Once we have selected our correct river, we step the two rivers until they meet.

Python 3, 144 bytes

r,a,b,c,i={int(input())},{1},{3},{9},1
while i:
  for x in r,a,b,c:t=max(x);x|={sum(int(c)for c in str(t))+t}
  if r&(a|b|c):i=print(*r&(a|b|c))

C

Very simple, it just looks that long because I unrolled all the 3 rivers. It first generates the 3 rivers up to RIVER_LENGTH (which I hope is big enough), and then for each step on N it does a binary search on all three streams to see if it is in any of them.
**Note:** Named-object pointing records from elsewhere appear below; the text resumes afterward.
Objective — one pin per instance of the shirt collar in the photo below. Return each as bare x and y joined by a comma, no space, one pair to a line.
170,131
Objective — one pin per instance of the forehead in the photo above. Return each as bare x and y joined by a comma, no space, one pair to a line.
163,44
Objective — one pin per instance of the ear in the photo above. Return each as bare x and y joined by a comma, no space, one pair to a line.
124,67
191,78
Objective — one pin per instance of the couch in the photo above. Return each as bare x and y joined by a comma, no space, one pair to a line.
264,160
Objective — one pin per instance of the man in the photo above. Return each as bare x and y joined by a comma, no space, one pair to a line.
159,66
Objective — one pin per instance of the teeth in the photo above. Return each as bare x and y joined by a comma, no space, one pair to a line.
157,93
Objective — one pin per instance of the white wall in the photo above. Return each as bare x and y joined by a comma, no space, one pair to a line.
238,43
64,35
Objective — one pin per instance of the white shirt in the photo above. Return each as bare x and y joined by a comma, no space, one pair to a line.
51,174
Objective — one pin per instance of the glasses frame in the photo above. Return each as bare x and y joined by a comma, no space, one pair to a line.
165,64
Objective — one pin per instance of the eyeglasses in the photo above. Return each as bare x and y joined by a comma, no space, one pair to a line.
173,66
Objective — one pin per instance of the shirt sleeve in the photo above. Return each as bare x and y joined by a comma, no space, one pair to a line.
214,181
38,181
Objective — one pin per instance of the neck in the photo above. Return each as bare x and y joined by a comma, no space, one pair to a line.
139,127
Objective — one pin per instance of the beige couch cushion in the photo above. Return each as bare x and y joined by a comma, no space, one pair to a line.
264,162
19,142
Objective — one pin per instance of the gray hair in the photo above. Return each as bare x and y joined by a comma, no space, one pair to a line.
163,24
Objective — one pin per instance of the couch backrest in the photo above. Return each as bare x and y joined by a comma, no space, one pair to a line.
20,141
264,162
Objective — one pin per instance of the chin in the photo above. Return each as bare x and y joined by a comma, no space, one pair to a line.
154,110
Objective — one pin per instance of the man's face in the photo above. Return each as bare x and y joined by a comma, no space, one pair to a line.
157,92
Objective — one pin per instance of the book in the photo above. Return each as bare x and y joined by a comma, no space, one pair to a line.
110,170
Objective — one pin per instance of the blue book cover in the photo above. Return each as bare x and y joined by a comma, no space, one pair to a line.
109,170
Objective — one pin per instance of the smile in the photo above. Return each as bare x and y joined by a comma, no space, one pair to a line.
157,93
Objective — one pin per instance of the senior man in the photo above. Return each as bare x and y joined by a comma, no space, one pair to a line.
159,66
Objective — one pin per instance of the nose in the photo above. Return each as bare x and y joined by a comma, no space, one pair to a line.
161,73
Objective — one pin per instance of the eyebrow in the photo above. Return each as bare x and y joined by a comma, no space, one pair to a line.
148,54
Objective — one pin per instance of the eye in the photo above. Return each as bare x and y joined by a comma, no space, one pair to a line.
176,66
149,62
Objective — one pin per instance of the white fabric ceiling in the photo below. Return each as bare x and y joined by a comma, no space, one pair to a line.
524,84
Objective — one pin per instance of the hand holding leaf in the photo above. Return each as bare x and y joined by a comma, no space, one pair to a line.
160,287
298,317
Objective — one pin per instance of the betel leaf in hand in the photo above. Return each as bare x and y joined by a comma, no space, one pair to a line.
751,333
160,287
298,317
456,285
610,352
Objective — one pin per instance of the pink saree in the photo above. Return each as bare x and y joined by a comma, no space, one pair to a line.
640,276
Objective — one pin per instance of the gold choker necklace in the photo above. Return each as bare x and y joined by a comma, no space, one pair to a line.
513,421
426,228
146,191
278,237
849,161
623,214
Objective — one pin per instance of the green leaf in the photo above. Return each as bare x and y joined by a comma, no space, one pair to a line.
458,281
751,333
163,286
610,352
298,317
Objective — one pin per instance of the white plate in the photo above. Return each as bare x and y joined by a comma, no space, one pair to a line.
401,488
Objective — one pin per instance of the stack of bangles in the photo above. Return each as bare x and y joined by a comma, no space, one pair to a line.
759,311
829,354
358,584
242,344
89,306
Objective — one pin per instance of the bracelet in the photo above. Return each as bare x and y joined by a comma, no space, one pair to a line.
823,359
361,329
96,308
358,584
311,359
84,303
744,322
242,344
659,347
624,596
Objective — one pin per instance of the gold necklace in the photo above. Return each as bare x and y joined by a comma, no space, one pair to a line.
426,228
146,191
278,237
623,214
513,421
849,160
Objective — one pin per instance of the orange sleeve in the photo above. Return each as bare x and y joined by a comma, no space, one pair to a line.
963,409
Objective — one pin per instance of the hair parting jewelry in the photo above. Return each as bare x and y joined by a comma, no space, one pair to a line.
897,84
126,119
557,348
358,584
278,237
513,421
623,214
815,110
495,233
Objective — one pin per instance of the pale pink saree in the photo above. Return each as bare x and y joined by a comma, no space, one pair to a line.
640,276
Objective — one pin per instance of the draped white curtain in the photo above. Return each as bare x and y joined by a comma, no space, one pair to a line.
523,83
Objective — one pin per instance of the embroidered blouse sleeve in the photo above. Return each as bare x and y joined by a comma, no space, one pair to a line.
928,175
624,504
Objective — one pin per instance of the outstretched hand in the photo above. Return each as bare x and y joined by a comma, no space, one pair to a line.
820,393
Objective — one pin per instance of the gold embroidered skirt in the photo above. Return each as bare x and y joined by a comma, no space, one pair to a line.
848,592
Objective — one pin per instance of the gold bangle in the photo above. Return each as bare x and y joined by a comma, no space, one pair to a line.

This works because the streams are already sorted, so we can do the contains check in log(n) time.

#include <stdio.h>

#define RIVER_LENGTH 10000

int main() {
    int num_cases;
    scanf("%d", &num_cases);
    int cases[num_cases];
    int N;
    int s1[RIVER_LENGTH] = {1};
    int s3[RIVER_LENGTH] = {3};
    int s9[RIVER_LENGTH] = {9};
    int i;
    int temp;

    for (i = 1; i < RIVER_LENGTH; i++) {
        s1[i] = temp = s1[i-1];
        while (temp) {
            s1[i] += temp % 10;
            temp /= 10;
        }
    }

    for (i = 1; i < RIVER_LENGTH; i++) {
        s3[i] = temp = s3[i-1];
        while (temp) {
            s3[i] += temp % 10;
            temp /= 10;
        }
    }

    for (i = 1; i < RIVER_LENGTH; i++) {
        s9[i] = temp = s9[i-1];
        while (temp) {
            s9[i] += temp % 10;
            temp /= 10;
        }
    }

    int start;
    int end;
    int pivot;

    for (i=1; i <= num_cases; i++) {
        scanf("%d", &cases[i]);
    }

    for (i=1; i <= num_cases; i++) {
        printf("Case #%d\n\n", i);
        N = cases[i];

        while (1) {

            temp = N;
            while (temp) {
                N += temp % 10;
                temp /= 10;
            }

            start = 0;
            end = RIVER_LENGTH;
            pivot = 1;

            while (end != start && pivot != RIVER_LENGTH - 1) {
                pivot = start + ((end - start) >> 1);
                if (s1[pivot] == N) {
                    printf("first meets river 1 at %d\n\n", N);
                    goto case_done;
                } else if (N < s1[pivot]){
                    end = pivot;
                } else {
                    start = pivot+1;
                }
            }

            start = 0;
            end = RIVER_LENGTH;
            pivot = 1;

            while (end != start && pivot != RIVER_LENGTH - 1) {
                pivot = start + ((end - start) >> 1);
                if (s3[pivot] == N) {
                    printf("first meets river 3 at %d\n\n", N);
                    goto case_done;
                } else if (N < s3[pivot]){
                    end = pivot;
                } else {
                    start = pivot+1;
                }
            }

            start = 0;
            end = RIVER_LENGTH;
            pivot = 1;

            while (end != start && pivot != RIVER_LENGTH - 1) {
                pivot = start + ((end - start) >> 1);
                if (s9[pivot] == N) {
                    printf("first meets river 9 at %d\n\n", N);
                    goto case_done;
                } else if (N < s9[pivot]){
                    end = pivot;
                } else {
                    start = pivot+1;
                }
            }
        }

        case_done:;

    }
}

It takes a number for the number of cases first, instead of using 0 to delimit the end of the inputs, because you know, C. This is just for convenience and doesn't really affect anything, so I hope its okay.